At \(T = 2.0\): \(\kappa T = 10.0\)

\[ \frac{1 - e^{-10.0}}{10.0} = \frac{1 - 0.0000454}{10.0} = \frac{0.99995}{10.0} = 0.09999 \]

\[ \bar{v}_B(2.0) = 0.02 + (0.04 - 0.02)(0.09999) = 0.02 + 0.002000 = 0.02200 \]

Summary:

	\(\bar{v}(0.25)\)	\(\sigma_{\text{ATM}}(0.25)\)	\(\bar{v}(2.0)\)	\(\sigma_{\text{ATM}}(2.0)\)
\(\Theta_A\) (\(\kappa=2, \theta=0.05\))	0.04213	20.53%	0.04755	21.81%
\(\Theta_B\) (\(\kappa=5, \theta=0.02\))	0.03142	17.73%	0.02200	14.83%

At \(T = 0.25\), the two parameter sets already show a notable difference (\(20.53\%\) vs \(17.73\%\), about 280 bps), though both are in a plausible range. At \(T = 2.0\), the difference is dramatic: \(21.81\%\) vs \(14.83\%\), a spread of nearly 700 bps. This is because \(\Theta_A\) has \(v_0 < \theta\), so \(\bar{v}(T)\) increases toward \(\theta = 0.05\), while \(\Theta_B\) has \(v_0 > \theta\), so \(\bar{v}(T)\) decreases toward \(\theta = 0.02\).

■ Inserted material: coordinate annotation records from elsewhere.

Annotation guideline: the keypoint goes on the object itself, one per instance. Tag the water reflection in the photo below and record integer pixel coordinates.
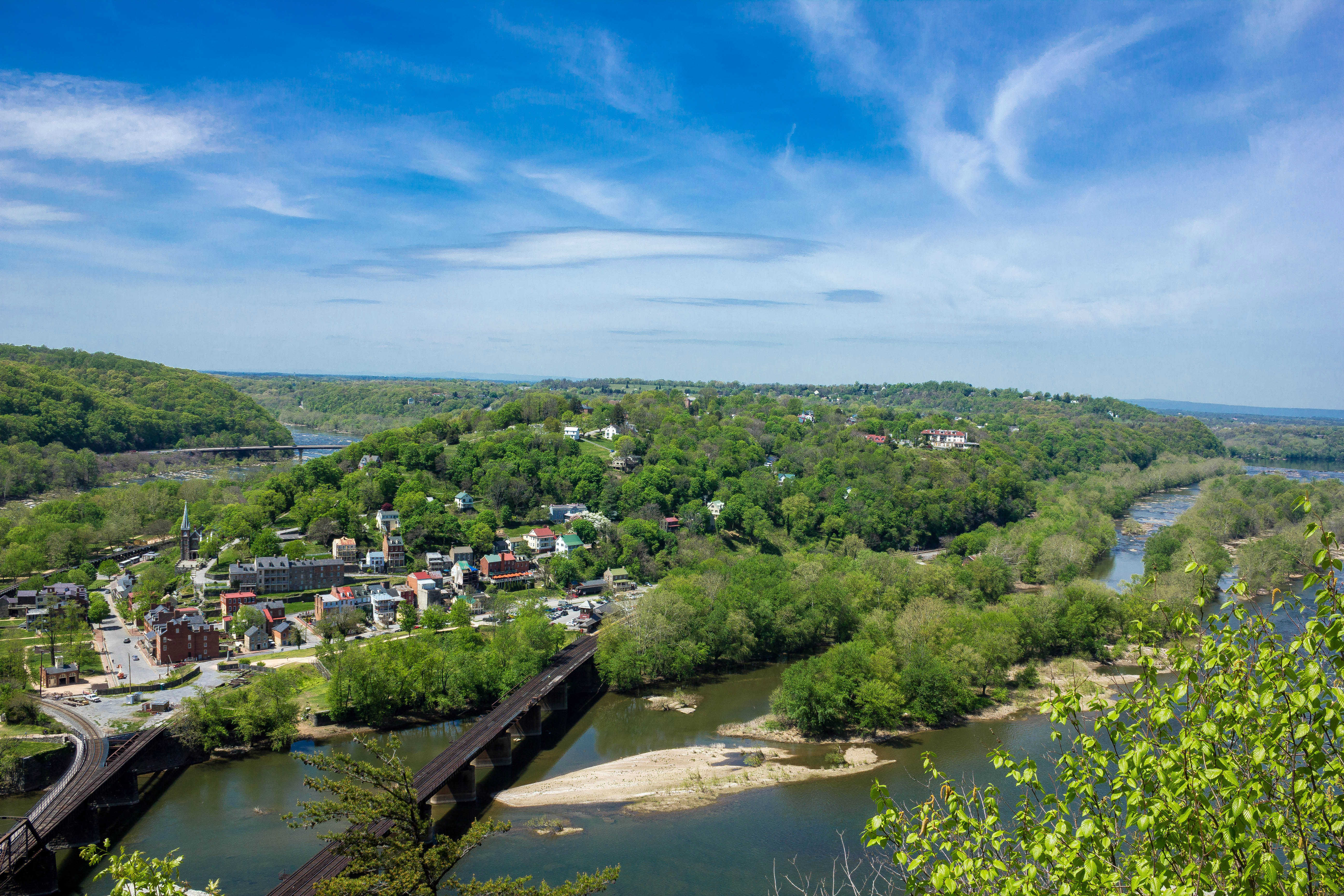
(225, 816)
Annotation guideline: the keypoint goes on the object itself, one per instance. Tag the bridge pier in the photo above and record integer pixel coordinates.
(498, 753)
(530, 723)
(558, 701)
(79, 829)
(120, 790)
(460, 789)
(37, 878)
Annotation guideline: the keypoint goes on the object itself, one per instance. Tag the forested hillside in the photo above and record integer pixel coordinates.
(808, 551)
(111, 404)
(58, 408)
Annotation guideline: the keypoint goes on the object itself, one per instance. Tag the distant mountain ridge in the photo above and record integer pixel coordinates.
(1198, 408)
(111, 404)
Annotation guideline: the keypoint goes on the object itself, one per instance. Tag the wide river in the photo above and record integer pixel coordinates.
(225, 817)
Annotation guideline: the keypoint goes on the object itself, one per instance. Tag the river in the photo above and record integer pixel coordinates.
(225, 817)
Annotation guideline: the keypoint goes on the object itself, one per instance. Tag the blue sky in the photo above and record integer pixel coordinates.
(1127, 199)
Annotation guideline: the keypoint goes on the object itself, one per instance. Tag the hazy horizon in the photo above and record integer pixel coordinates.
(1117, 201)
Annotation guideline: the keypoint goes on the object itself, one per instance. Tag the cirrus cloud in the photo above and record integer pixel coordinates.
(64, 116)
(578, 246)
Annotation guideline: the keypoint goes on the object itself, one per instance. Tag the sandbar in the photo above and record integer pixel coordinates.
(679, 778)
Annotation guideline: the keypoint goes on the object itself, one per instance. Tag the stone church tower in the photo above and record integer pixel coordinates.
(189, 539)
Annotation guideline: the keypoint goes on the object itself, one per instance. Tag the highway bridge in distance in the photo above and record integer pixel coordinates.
(101, 776)
(242, 449)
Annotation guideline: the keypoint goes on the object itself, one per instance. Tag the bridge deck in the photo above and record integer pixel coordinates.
(435, 776)
(89, 772)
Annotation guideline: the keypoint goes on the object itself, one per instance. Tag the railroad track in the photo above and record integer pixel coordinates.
(93, 766)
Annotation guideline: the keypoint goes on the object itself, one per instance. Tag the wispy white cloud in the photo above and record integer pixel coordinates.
(854, 296)
(255, 193)
(1010, 128)
(62, 116)
(960, 159)
(601, 60)
(1268, 25)
(564, 248)
(374, 61)
(29, 214)
(608, 198)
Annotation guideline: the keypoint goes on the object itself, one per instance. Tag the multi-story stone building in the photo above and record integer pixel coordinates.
(273, 576)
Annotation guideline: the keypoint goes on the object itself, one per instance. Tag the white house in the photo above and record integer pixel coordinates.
(568, 543)
(560, 511)
(541, 541)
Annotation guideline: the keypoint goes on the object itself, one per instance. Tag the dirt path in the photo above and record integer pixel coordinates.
(683, 778)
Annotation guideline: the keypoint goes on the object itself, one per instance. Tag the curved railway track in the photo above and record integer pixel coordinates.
(435, 776)
(93, 766)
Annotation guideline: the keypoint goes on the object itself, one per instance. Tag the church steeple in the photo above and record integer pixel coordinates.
(189, 539)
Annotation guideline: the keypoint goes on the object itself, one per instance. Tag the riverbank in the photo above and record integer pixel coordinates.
(1065, 674)
(682, 778)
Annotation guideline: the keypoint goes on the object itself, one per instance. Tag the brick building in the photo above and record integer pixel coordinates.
(273, 576)
(394, 551)
(183, 639)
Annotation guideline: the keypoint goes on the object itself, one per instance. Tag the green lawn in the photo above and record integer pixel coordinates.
(31, 747)
(13, 731)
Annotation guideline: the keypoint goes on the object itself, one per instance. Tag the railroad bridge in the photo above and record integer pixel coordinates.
(451, 777)
(103, 776)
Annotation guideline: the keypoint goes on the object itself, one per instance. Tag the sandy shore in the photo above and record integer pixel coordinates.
(667, 780)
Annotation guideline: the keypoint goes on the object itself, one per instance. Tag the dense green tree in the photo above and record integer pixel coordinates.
(1225, 780)
(390, 843)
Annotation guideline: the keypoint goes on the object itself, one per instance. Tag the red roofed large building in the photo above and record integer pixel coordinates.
(945, 438)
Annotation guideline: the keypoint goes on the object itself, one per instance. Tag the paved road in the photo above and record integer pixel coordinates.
(139, 671)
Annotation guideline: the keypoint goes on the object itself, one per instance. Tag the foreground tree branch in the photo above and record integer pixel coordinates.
(1229, 780)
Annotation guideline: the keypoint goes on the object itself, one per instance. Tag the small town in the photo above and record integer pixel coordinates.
(823, 448)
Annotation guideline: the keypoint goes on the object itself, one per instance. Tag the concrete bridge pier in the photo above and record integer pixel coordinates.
(530, 723)
(79, 829)
(498, 753)
(120, 790)
(460, 789)
(558, 701)
(585, 682)
(38, 878)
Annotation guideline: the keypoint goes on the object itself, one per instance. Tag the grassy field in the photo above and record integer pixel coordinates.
(596, 448)
(14, 731)
(31, 747)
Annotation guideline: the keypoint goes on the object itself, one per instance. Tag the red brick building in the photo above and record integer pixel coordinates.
(185, 639)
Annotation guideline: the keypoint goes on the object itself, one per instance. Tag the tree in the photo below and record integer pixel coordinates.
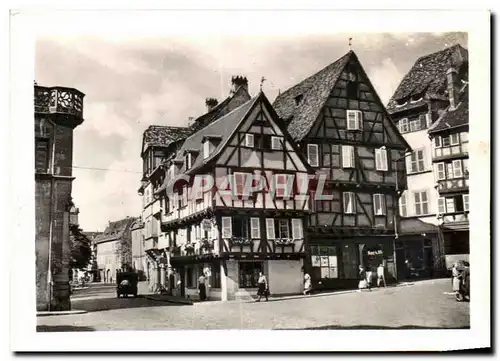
(81, 248)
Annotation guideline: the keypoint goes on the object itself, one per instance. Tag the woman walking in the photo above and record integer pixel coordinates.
(263, 287)
(307, 284)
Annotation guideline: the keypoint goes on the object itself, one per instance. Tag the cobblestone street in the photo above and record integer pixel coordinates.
(424, 304)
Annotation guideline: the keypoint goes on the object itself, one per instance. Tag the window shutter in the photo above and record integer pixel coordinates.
(276, 143)
(254, 228)
(270, 228)
(441, 172)
(227, 231)
(249, 140)
(457, 168)
(441, 206)
(312, 154)
(297, 232)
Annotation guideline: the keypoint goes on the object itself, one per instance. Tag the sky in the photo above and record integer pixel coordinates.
(133, 83)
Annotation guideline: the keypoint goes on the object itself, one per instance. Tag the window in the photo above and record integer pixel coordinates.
(249, 141)
(403, 125)
(324, 262)
(349, 203)
(381, 159)
(42, 155)
(276, 143)
(249, 274)
(255, 228)
(270, 228)
(437, 142)
(379, 204)
(416, 162)
(281, 228)
(297, 230)
(227, 231)
(354, 119)
(415, 125)
(206, 149)
(421, 204)
(312, 155)
(441, 206)
(465, 199)
(457, 168)
(441, 171)
(347, 156)
(402, 206)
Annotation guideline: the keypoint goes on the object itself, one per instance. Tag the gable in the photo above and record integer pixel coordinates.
(353, 91)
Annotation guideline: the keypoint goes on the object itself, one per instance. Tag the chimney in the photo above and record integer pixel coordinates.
(237, 81)
(452, 86)
(211, 103)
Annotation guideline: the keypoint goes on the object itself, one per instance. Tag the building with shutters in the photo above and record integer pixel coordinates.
(58, 111)
(340, 125)
(159, 146)
(420, 100)
(236, 227)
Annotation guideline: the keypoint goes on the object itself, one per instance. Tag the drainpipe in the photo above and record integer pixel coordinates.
(51, 213)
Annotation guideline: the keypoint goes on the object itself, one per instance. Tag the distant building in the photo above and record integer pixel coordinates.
(58, 111)
(416, 107)
(114, 248)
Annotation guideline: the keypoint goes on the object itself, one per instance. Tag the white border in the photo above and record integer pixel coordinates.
(26, 24)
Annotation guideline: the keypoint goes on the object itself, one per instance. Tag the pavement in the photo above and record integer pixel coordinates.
(423, 304)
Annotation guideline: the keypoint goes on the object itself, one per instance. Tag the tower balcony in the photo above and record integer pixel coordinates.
(63, 105)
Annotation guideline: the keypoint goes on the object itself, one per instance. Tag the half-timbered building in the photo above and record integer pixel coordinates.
(415, 107)
(229, 213)
(345, 132)
(450, 157)
(159, 144)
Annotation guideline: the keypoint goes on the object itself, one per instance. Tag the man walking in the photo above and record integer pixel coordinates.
(381, 275)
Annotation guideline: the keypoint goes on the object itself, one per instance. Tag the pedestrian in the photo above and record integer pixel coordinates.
(381, 275)
(362, 278)
(263, 289)
(307, 284)
(202, 289)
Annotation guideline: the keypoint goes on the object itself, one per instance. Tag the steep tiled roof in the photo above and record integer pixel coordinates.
(428, 75)
(115, 230)
(314, 92)
(163, 135)
(452, 118)
(222, 128)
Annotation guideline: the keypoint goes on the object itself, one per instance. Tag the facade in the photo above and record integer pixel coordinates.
(139, 258)
(419, 101)
(161, 143)
(344, 131)
(450, 157)
(231, 231)
(114, 248)
(58, 111)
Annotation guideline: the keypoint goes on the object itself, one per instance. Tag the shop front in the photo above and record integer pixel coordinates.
(334, 263)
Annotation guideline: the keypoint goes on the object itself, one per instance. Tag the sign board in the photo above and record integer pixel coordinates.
(206, 224)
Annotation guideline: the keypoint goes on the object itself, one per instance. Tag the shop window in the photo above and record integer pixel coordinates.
(249, 274)
(324, 261)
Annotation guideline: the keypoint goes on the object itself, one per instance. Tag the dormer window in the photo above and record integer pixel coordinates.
(249, 140)
(206, 149)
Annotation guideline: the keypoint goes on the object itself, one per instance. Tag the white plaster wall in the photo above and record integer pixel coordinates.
(285, 276)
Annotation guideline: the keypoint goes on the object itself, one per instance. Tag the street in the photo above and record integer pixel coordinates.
(424, 304)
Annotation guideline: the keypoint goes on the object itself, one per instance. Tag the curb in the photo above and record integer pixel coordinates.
(60, 313)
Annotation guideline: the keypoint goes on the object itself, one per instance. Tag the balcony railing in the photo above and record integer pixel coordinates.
(454, 151)
(60, 100)
(453, 185)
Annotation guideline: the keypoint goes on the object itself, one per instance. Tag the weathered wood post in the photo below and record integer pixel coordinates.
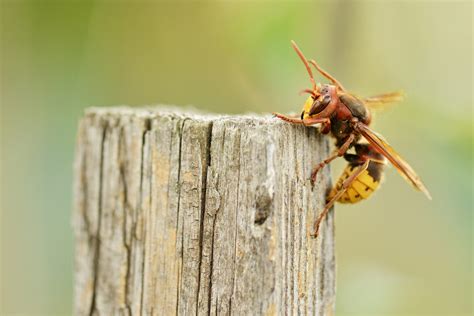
(179, 213)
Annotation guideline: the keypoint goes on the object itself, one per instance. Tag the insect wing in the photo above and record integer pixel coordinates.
(380, 100)
(400, 164)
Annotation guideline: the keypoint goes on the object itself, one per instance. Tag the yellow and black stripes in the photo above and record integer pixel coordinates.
(362, 186)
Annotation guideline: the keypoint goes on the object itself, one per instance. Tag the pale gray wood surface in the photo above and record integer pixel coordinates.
(179, 213)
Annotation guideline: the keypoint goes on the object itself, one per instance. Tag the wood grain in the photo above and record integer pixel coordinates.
(179, 213)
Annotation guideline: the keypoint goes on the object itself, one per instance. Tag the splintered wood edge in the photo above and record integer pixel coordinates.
(124, 207)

Conclusion: Even though both parameter sets share \(\kappa\theta = 0.10\) and are nearly indistinguishable from short-maturity data alone, their long-maturity predictions diverge sharply. The 2-year ATM implied volatility provides a clear discriminant between the two. Long-maturity options break the \(\kappa\)-\(\theta\) degeneracy because \(\kappa\) controls the rate of convergence to \(\theta\): a fast mean-reversion (\(\kappa = 5\)) means the 2-year average variance is essentially \(\theta\) (since \(e^{-\kappa T} \approx 0\)), while a slow mean-reversion (\(\kappa = 2\)) means the initial variance \(v_0\) still has significant influence. The market's 2-year ATM volatility directly reveals which scenario is correct.